The last two questions ask for estimates based on a drawing made by the students. They can measure the length of the arc with a piece of string and easily estimate the area if they have drawn on square grid paper.

Similar student projects can be set up for the specific curves in the curriculum (ellipse, cardioid, astroid), but we can also experiment with general trochoids, as the robot has a wide range of other curves in its repertoire.

5.3. Sustainability

Educational tools built with LEGO elements are a great example of sustainability in education. They are made from durable, long-lasting materials to minimise waste. Objects built with LEGO parts can be easily disassembled and reused, allowing them to be used for various projects. Because LEGO building blocks are easy to disassemble, they take up less space, optimising storage needs. This can be particularly useful in schools and educational institutions where space is often limited.

Integrating sustainability issues into education is particularly important to help students understand environmental challenges. The LEGO company is constantly striving to use environmentally friendly materials, which further reinforces its commitment to sustainability. For example, LEGO is phasing out single-use plastic and is aiming for 100% sustainable materials by 2030. They’re exploring alternatives like plant-based plastics and recycled plastic [37].

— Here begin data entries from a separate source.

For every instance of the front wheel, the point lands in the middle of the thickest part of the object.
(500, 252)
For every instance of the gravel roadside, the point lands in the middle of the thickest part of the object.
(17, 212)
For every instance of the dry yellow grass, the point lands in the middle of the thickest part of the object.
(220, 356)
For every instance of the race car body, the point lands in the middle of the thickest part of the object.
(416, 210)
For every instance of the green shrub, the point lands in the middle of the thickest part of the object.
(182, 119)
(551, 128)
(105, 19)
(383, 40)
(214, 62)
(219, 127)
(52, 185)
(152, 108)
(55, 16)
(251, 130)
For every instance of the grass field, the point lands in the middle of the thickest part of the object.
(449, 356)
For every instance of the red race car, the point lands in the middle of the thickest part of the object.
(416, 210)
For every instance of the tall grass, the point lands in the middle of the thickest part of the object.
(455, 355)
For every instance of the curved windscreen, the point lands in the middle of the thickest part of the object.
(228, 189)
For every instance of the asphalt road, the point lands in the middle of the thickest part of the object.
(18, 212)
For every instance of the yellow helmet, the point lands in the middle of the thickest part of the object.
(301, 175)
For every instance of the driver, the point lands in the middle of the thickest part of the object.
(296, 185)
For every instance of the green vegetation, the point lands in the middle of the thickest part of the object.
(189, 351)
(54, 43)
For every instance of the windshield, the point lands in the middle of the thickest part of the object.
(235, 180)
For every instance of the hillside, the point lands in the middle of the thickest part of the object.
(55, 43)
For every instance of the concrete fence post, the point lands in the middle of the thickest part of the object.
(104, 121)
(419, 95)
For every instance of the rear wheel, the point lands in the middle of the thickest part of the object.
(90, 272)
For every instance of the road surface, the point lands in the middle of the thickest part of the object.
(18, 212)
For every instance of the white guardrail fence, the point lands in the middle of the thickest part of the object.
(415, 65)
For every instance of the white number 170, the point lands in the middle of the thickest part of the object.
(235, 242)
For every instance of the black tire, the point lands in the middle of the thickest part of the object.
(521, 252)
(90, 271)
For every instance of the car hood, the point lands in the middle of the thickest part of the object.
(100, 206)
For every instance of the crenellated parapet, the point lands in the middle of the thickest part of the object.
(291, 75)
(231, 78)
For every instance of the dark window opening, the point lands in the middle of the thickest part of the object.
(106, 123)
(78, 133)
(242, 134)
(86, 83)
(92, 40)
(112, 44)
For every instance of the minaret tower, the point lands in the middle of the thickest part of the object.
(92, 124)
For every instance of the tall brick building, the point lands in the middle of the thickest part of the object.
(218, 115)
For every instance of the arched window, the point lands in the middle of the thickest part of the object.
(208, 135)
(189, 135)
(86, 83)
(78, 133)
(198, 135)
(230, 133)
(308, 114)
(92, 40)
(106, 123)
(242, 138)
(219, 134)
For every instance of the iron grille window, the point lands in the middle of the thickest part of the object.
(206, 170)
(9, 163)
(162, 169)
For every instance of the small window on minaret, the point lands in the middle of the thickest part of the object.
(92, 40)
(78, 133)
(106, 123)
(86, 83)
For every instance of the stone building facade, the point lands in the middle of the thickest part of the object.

5.4. Benefits and Limitation

The universal robot model presented in this paper clearly surpasses the capabilities of its predecessors. Two of the three parameters defining the equation of curves can take any value in a given interval so that a virtually infinite number of different patterns can be drawn with the robot. Knowing the parameters defining a central trochoid, there is a good chance that the curve or its invariant version can be drawn. On the other hand, the equation of any drawing made by the robot can also be identified by knowing the position of the pen holder and the actual code. With the help of dynamic geometry software, we can easily check the correctness of the obtained equations, and with the help of the software, we can choose and plan the curve to be drawn in advance.

Although the robot draws more reliably and has a much wider repertoire than the previous models, there is still room for improvement. In particular, when drawing hypotrochoids, the movements need to be fine-tuned, as rotations in opposite directions result in less smooth curves than expected. From both hardware and software perspectives, the possibilities need to be explored. Redesigning and rebuilding the mechanism that rotates the pen holder may improve the quality of the drawings, and changes in the code may also be needed to make the movements more coordinated. Another aim is to bring the opportunity to learn with robots to as many interested students as possible. However, the small number of robots available and the need to learn in small groups limit the number of students who can participate in the experiment. Therefore, for those students who do have access to robots, we need to provide a well-thought-out work plan and interesting student projects to make participation in robotics projects motivating and productive.

The hands-on involvement offered by robotics leads to the development and improvement of skills needed in the 21st century, such as problem-solving, critical and computational thinking, and cooperation [38,39,40]. In particular, designing, building and programming drawing robots provides an interactive way for students to learn math, engineering, and art concepts [18]. The complex activity with robots allows students to explore their creativity while deepening their understanding of the mathematical theory of plane curves. Calculating and performing the manual settings and code adjustments necessary to achieve the desired drawing develops technical and engineering skills and highlights the direct link between theory and practice. Overall, drawing robots built from the LEGO Education SPIKE Prime kit are highly versatile and offer numerous opportunities for learning and creative expression.